I think this country must reach peace. I don't want to risk a binational state. I want a Jewish state - democratic, with a clear Jewish majority, and no danger that tomorrow there'll be a different majority. That's why we established this state. And if I want that kind of state I have no choice but to leave most of the territories and let the Palestinians establish a state next to us. My only condition: that there should be complete peace, that they should eliminate terror.
There's no way that this [two-state vision] can happen with the Likud of today, to my great sorrow. I've been in the Likud for 33 years, a Knesset member for 24 years. Until today, the Likud behaved differently. Nobody dreamed that Begin would leave Sinai. But he made peace with Egypt and we left the Sinai, dismantled all the settlements there. And look, thank God, there's been quiet there for almost 30 years and no soldier is getting killed on the Egyptian border. When Rabin made peace with Jordan, the Likud supported the agreement. Now with the Palestinians, the last bone in our throat, we have to reach an accord. Not at any price. My starting point is that the Palestinians must, as a condition for progress, eliminate terror. There won't be further unilateral withdrawals. Only negotiation.

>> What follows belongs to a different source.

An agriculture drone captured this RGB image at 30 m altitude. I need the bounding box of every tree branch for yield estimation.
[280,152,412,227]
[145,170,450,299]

And if they don't eliminate terror?
Then there's no progress.
But then you risk that Jewish, democratic majority?
No. We're building a security barrier, along the entire West Bank. And that's enabling us to neutralize the strategic weapon that they've been using against us.
Until they develop something else?
The key strategic weapon is suicide bombers and we're preventing most of them from hitting us in our soft underbelly. That's the only real threat they have. No other weapon is effective. They fire missiles? We can fire hundreds as many. Look at what happened in Gaza. They tried. And quickly capitulated, because they realized the consequences. We're not impotent, we're not afraid of the Palestinians. But we don't want to rule over them. The opposite. We want to get out of there. And in my opinion they understand this. And they understand that there's no going back to the 1967 borders, and that we're not going to uproot 200,000 [Jewish] residents of the West Bank.
Aren't we encouraging them, for now, to focus terrorism on settlements to the east of the barrier, to force us back to the barrier, for this phase?
They tried that. It didn't work. I'm demanding that they eliminate terror. If they don't, it will only hurt them. The intifada hurt us badly; it hurt them even worse.
Maybe they don't care?
So I don't care either.
We left Gaza, and there's not a Palestinian alive who thinks we left for any reason other than what they call "resistance" and we call terrorism. And now you say we want a democratic state with a Jewish majority, and that we need to leave most of the territories, and we've built a barrier, but there won't be further unilateral withdrawals. That doesn't make sense.
We left Gaza to prove that we're serious. We proved it. All the threats of missiles on Ashkelon and Tel Aviv proved baseless. They're not falling. Finished.
There's an area east of the barrier with an overwhelming Palestinian majority...
Yes, and we don't rule over that population. We left. It's in the hands of the Palestinians. Perhaps 5 percent of the Palestinians are in Israeli-held territory.
Most of the territory is in our hands.
Precisely. That's the idea. So they can't do anything. And they understand that too. And they want to get a state.
You can foresee a situation where for years, if they don't tackle terrorism, we won't pull back to the barrier unilaterally?